Froggy! On the odd occasion I do make my wife a latte she complains it's not hot enough and demands I heat it up in the microwave, and only then while it's scolding hot she claims it's not as good as Millicano !!







.....Well she is a tea drinker, what would you expect


----------



## Eyedee (Sep 13, 2010)

My first thought on waking is "go and switch the Brewtus on" (when I'm at home), I'm addicted, almost smoker like, to this forum and it's good people. The aeropress is a substitute but hey, it's a pretty poor substitute for the depth of flavour that a well pulled shot will give you.

Are we mental, no, we have just worked out that we appreciate having the best coffee we can produce and enjoying it.

Ian


----------



## DannyMontez (May 19, 2014)

My girlfriend thinks it's weird and even weirder that I am a member of this forum. I think it's a good hobby to have and it's certainly popular with my friends.


----------



## Tiny tamper (May 23, 2014)

I have to agree with urbanbumpkin I do liken our love of the bean to that of wine, it's really the nearest thing to compare it with.

They have regions, blends, single origins, different brewing methods and of course the ppl who just live wine as we do coffee and right fully so there's as much knowledge required and expertes required for one as there is in the other.

Also alot of us on here strive for perfection in our own ways and I love reading how everyone gets on, on a daily basis absolutely brilliant place this forum


----------



## jeebsy (May 5, 2013)

I spent all day thinking about push fit bits and bobs. Was totally clock watching in work so i could run to screwfix. What a plum.


----------



## Mouse (Feb 28, 2014)

Mostly mentalists on here - It's why I like it so much


----------



## Hoffmonkey (Apr 28, 2014)

DannyMontez said:


> My girlfriend thinks it's weird and even weirder that I am a member of this forum. I think it's a good hobby to have and it's certainly popular with my friends.


Ditto.
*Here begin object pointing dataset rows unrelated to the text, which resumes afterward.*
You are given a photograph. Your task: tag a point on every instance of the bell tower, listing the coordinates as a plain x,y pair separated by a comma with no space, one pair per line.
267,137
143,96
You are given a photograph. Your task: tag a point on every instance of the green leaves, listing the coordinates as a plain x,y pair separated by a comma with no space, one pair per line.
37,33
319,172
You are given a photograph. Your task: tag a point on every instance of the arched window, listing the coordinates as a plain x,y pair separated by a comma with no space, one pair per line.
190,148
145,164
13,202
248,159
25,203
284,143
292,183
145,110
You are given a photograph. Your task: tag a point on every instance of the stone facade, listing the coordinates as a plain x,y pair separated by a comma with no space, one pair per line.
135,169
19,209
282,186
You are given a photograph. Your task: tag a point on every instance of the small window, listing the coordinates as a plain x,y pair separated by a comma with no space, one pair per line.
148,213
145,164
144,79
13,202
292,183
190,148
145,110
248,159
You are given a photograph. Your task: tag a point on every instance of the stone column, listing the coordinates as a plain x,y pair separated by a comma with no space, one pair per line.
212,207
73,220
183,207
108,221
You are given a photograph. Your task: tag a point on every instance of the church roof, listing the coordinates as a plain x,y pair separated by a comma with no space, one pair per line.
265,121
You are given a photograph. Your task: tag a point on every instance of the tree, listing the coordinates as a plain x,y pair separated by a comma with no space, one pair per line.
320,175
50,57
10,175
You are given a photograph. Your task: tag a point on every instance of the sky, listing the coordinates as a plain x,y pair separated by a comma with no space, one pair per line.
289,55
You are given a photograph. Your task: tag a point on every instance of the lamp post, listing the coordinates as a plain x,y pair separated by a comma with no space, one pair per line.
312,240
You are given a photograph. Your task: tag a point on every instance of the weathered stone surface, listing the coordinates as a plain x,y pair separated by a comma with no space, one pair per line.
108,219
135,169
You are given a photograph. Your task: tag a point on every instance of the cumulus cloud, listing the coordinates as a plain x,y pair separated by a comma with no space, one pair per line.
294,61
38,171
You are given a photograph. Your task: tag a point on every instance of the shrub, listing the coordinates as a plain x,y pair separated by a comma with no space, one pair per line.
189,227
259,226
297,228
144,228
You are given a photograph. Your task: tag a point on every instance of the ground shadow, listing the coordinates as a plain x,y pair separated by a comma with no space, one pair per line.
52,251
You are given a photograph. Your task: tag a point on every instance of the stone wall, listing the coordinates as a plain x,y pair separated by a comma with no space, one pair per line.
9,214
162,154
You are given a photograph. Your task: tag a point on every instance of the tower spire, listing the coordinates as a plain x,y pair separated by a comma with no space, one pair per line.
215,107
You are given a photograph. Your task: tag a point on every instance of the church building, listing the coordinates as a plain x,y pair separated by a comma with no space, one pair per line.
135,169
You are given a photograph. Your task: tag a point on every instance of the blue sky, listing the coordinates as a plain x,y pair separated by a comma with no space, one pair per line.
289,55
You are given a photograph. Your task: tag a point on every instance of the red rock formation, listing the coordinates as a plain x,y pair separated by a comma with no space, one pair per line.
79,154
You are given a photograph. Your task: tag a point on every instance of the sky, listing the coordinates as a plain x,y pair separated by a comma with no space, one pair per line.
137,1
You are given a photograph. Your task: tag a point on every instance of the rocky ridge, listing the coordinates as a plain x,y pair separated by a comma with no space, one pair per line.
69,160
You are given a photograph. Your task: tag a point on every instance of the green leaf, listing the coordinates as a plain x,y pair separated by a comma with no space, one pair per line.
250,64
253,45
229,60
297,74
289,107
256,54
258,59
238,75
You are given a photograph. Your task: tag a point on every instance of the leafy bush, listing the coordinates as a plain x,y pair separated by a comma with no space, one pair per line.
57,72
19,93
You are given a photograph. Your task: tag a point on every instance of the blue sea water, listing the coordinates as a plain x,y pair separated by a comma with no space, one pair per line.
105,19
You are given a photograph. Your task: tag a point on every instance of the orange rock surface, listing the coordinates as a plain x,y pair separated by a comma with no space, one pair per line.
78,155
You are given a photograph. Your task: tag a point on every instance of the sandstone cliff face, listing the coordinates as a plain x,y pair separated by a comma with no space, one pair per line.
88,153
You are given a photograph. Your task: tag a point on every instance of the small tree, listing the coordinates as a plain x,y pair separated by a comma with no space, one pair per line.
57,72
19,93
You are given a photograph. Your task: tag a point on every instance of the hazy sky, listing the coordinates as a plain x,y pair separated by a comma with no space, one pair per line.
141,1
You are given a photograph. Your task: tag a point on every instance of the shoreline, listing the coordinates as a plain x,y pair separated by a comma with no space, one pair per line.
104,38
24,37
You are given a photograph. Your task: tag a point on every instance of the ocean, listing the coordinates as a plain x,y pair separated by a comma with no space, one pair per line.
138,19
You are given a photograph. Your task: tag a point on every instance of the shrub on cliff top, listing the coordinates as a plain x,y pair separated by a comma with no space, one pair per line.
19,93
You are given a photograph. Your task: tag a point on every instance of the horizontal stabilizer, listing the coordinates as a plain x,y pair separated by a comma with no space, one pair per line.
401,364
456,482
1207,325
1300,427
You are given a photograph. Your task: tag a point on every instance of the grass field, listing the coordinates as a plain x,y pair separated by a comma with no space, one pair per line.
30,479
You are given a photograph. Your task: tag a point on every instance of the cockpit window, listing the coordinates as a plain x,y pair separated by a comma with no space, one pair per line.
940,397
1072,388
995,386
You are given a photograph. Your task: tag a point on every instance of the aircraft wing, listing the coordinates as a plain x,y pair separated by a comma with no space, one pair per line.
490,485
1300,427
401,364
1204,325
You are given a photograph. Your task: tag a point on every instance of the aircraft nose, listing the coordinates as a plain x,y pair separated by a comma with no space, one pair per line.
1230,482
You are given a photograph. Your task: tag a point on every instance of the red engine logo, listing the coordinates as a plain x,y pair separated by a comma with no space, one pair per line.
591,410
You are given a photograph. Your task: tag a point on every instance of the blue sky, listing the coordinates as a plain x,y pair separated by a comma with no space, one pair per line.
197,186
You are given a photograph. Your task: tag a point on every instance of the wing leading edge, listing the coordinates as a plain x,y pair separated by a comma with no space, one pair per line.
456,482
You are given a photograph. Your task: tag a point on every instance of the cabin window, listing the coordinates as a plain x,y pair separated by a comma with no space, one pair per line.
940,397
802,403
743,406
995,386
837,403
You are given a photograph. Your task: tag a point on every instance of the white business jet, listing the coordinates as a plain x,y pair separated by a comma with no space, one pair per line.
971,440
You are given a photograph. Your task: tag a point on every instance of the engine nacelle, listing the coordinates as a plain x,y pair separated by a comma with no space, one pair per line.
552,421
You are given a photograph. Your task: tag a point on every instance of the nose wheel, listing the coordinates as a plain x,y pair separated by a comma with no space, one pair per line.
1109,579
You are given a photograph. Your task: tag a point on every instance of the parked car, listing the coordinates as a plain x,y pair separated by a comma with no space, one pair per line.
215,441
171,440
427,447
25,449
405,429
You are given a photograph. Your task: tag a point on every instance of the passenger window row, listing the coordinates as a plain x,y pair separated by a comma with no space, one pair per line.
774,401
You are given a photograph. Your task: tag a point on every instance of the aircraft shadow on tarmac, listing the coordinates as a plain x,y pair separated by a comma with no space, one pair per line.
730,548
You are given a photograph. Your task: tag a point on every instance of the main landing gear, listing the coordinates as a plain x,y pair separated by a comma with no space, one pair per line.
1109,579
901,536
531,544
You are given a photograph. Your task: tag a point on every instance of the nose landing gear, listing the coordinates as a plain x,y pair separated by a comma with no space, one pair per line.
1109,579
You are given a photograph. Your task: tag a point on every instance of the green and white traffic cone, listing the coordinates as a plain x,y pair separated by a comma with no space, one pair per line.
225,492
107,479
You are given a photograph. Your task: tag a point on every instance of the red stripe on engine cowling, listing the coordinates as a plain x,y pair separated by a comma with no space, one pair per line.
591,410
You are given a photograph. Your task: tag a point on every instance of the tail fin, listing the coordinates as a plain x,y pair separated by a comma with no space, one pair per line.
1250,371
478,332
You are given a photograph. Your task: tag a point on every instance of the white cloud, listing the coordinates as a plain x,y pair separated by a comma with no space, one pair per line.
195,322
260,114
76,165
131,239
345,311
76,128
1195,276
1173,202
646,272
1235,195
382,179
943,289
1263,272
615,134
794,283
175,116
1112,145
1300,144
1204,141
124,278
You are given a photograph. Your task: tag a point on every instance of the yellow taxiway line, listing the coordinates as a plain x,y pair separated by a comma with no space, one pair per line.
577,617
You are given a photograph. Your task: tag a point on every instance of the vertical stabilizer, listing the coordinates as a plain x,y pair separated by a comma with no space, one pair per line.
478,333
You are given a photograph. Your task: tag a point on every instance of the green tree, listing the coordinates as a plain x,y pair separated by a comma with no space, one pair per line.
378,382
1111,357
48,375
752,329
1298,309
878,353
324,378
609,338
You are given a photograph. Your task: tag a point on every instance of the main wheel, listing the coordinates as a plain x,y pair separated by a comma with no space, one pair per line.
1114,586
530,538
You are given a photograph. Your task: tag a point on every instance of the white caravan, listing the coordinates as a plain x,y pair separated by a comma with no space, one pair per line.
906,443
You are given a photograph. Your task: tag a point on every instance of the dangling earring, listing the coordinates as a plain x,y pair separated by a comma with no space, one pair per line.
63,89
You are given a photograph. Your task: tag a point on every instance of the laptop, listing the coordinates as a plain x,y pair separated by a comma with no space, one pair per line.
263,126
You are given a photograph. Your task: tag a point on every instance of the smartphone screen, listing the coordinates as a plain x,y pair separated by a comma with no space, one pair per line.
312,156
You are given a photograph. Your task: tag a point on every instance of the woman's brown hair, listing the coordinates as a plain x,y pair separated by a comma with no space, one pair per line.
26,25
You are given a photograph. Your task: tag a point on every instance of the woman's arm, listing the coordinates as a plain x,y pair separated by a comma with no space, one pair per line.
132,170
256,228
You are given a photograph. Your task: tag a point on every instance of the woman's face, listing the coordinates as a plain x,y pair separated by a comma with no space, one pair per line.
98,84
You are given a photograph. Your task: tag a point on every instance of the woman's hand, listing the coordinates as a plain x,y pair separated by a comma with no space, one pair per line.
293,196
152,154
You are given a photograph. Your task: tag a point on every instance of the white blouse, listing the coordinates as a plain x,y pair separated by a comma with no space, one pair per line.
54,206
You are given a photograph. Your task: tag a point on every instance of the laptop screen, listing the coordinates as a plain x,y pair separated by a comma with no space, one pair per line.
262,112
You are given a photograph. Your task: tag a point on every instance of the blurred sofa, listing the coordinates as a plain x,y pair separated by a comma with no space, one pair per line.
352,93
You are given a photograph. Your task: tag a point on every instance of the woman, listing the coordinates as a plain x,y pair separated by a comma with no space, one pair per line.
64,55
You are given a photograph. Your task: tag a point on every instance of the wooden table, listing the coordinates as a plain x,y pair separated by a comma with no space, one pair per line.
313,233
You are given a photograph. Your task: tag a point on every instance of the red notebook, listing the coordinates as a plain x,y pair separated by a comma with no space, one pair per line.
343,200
My coffee obsession started this April when I couldn't decide what I wanted for my 42nd birthday and then came up with the idea of a coffee machine. I've been doing moka stove top stuff at least 3-4 times a week since she bought me a bialleti venus for christmas a couple of years ago. Little did I anticipate the ridiculous obsession this has become. I think I'm partly more in love with the process and the shiny kit than the end product if I'm completely honest!

When my Mrs asked me what I was doing on my laptop a few weeks ago and I explained I was replying to a post on a coffee forum, she laughed so hard she wee'd herself a bit. She thought it completely hilarious and proceeded to make up a little conversation about what we might be discussing. I did have to agree somewhat, but I'm still here and I'm only really just getting started!


----------



## Mrboots2u (May 10, 2013)

Mr name is boots i post too much. I'm a mentalist


----------



## Obnic (Jan 14, 2014)

Yes, mental. But in our defence, it's life in a cup; zen; a martial art. Get it right and you are rewarded with short lived joy. Anything else... ruthless and immediate punishment. No stabilisers in this game. No playing marginally either.


----------



## Mouse (Feb 28, 2014)

Hoffmonkey said:


> When my Mrs asked me what I was doing on my laptop a few weeks ago and I explained I was replying to a post on a coffee forum, she laughed so hard she wee'd herself a bit. She thought it completely hilarious and proceeded to make up a little conversation about what we might be discussing. I did have to agree somewhat, but I'm still here and I'm only really just getting started!


She can thank me later Hoff







http://www.incontinentsupport.org/forum.php


----------



## The Systemic Kid (Nov 23, 2012)

Mrboots2u said:


> Mr name is boots i post too much. I'm a mentalist


Can't argue with that


----------



## hotmetal (Oct 31, 2013)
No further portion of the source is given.